Lawyers for President-elect Donald Trump on Wednesday asked the US Supreme Court to halt his hush-money sentencing, currently scheduled for Friday morning.
Lawyers for Donald Trump have asked the US Supreme Court to block the president-elect’s Manhattan hush-money sentencing, currently set for Friday.
Justice Sonia Sotomayor is assigned to handle emergency applications from New York for the court.
Sotomayor, nominated by President Barack Obama in 2009, issued a scathing dissent of the high court’s July 1 opinion granting presidents broad immunity from prosecution.
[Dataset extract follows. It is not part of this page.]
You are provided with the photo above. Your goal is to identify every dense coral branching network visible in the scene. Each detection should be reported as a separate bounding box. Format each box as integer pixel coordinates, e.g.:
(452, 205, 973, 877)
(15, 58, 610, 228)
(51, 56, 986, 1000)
The 525-page application filed by Trump on Wednesday morning refers to presidential immunity more than 300 times, and argues that it voids his conviction and indictment.
Still, the full panel of justices would decide Trump’s application; he would need a majority 5/9 vote to prevail.
Trump’s 11th-hour bid to avoid sentencing comes one day after a New York appellate judge nixed a similar stay, rejecting arguments by a defense lawyer that presidential immunity from prosecution extends to presidents-elect.
Defense lawyers on Wednesday morning simultaneously filed an application with the state’s highest appellate court seeking to block Trump’s sentencing.
The nation’s highest court has asked prosecutors with the office of Manhattan District Attorney Alvin Bragg to file response papers by 10 a.m. Thursday. A spokesperson for Bragg declined comment, saying, “We will respond in court papers.”
SCOTUS can decide any time after Bragg’s response whether the sentencing happens as scheduled.
Trump is seeking “to correct the unjust actions by New York courts and stop the unlawful sentencing in the Manhattan D.A.’s Witch Hunt,” Trump spokesman Steven Cheung said. “The Supreme Court’s historic decision on Immunity, the Constitution, and established legal precedent mandate that this meritless hoax be immediately dismissed.”